DEMOCRAZY.ID - Gerakan Pemuda Ansor (GP Ansor) menegaskan bahwa seragam loreng yang dikenakan pasukan Barisan Ansor Serbaguna (Banser) bukan simbol kekuatan militer, melainkan warisan sejarah perjuangan.
Di tengah sorotan pemerintah terhadap larangan atribut ormas yang menyerupai seragam TNI/Polri, GP Ansor menilai persepsi tersebut keliru dan tidak berdasar.
Ketua Pimpinan Pusat GP Ansor, Dwi Winarno, menyatakan bahwa loreng Banser bukan untuk menakut-nakuti atau menunjukkan kekuasaan.
Sebaliknya, motif loreng dengan dominasi warna cokelat dan krem itu mewakili nilai-nilai kesederhanaan dan kerendahhatian yang telah diwariskan sejak era gerilya.
“Membumi itu maksudnya apa? Kalau diperhatikan, loreng-loreng Banser itu lebih didominasi warna cokelat. Nah, cokelat ini identik dengan bumi, kesuburan, ketahanan, keramahan, dan kerendah hatian,” ujar Dwi kepada saat ditemui di kantor DPP GP Ansor, Jakarta, Kamis (19/6/2025).
GP Ansor juga menepis anggapan bahwa Banser termasuk dalam kategori ormas yang kerap melakukan pelanggaran hukum atau aksi intimidatif.
Menurut Dwi, tidak pernah ada kasus hukum yang melibatkan Banser dalam aksi-aksi kekerasan yang selama ini diidentikkan dengan ormas berpakaian militeristik.
“Nama Banser tidak pernah muncul ketika ada ormas yang melakukan pelanggaran hukum. Itu menunjukkan kami menjaga etika dan nilai perjuangan kami,” tegasnya.
Banser sendiri merupakan badan semi-otonom di bawah GP Ansor, organisasi pemuda Nahdlatul Ulama (NU) yang bergerak dalam bidang kemasyarakatan dan keamanan sosial.
Dalam sejarahnya, Banser kerap terlibat aktif dalam penanganan bencana, pengamanan keagamaan, serta kegiatan kemanusiaan lainnya.

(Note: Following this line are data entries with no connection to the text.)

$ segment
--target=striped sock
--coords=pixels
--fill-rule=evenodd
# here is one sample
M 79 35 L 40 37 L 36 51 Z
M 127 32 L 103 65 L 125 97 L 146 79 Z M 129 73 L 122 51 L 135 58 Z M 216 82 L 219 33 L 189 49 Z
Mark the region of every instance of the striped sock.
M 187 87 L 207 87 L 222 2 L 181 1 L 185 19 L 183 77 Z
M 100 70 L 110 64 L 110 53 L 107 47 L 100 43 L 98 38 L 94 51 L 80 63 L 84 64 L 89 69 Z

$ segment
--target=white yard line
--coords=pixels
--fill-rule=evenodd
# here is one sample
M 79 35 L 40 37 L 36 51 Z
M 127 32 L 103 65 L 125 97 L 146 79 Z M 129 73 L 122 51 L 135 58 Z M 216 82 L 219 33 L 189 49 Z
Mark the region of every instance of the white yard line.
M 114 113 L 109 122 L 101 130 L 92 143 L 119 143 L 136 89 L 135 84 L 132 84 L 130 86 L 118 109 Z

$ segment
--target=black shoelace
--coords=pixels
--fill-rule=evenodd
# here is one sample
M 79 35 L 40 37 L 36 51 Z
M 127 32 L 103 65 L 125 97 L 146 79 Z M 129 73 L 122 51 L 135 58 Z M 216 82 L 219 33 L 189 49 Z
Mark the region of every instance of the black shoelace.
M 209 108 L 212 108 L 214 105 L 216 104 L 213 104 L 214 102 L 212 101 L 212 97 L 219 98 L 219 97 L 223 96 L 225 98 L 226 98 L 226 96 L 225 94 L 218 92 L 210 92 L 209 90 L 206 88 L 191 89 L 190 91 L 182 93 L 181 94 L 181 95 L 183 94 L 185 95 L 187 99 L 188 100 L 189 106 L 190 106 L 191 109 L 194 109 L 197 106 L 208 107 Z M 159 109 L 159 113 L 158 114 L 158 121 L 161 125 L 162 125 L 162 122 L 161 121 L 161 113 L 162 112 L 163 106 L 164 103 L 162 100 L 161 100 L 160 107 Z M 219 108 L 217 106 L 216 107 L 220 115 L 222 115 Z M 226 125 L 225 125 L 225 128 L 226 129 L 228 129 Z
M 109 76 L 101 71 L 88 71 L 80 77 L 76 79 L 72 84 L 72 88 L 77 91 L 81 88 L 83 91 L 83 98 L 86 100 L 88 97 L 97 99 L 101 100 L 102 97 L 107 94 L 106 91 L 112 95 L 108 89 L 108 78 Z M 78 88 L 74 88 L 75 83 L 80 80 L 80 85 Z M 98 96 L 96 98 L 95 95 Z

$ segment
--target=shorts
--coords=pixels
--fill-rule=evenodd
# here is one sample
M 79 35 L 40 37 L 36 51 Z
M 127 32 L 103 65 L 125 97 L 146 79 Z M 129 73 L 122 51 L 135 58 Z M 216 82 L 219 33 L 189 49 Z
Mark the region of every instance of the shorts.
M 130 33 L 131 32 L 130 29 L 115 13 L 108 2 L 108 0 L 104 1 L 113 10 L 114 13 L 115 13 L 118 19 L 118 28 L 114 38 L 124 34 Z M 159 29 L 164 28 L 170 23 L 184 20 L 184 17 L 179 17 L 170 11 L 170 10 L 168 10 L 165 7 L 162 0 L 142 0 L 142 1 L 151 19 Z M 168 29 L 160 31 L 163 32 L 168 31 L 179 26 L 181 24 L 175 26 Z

Makna Filosofis dan Warisan Kiai-Kiai NU
Dwi menjelaskan bahwa motif loreng Banser telah ditetapkan sejak 1960-an melalui keputusan para kiai, termasuk KH. Abdurrahman Wahid (Gus Dur) ketika menjabat Ketua Umum PBNU.
Warna cokelat dipilih bukan untuk meniru TNI, melainkan mencerminkan perjuangan rakyat saat masa Agresi Militer Belanda.
“Loreng Banser ini didominasi warna cokelat. Ini hasil pertimbangan para kiai, termasuk Gus Dur,” kata Dwi.
GP Ansor pun berharap pemerintah tidak hanya menegakkan aturan, tetapi juga membuka ruang komunikasi untuk memahami konteks kultural dan historis atribut Banser.
Mereka menyatakan siap mengikuti ketentuan hukum, namun menekankan pentingnya tafsir yang adil dan tidak merugikan identitas yang sudah berakar puluhan tahun.
“Kami tunggu arahan. Tapi penting juga membuka ruang komunikasi agar tidak salah tafsir terhadap sejarah dan simbol kami,” tutup Dwi.
Tindak Tegas Ormas Pakai Seragam ala Aparat
Pemerintah memperingatkan organisasi kemasyarakatan (ormas) untuk tidak lagi mengenakan seragam yang menyerupai aparat penegak hukum seperti TNI, Polri, dan Kejaksaan.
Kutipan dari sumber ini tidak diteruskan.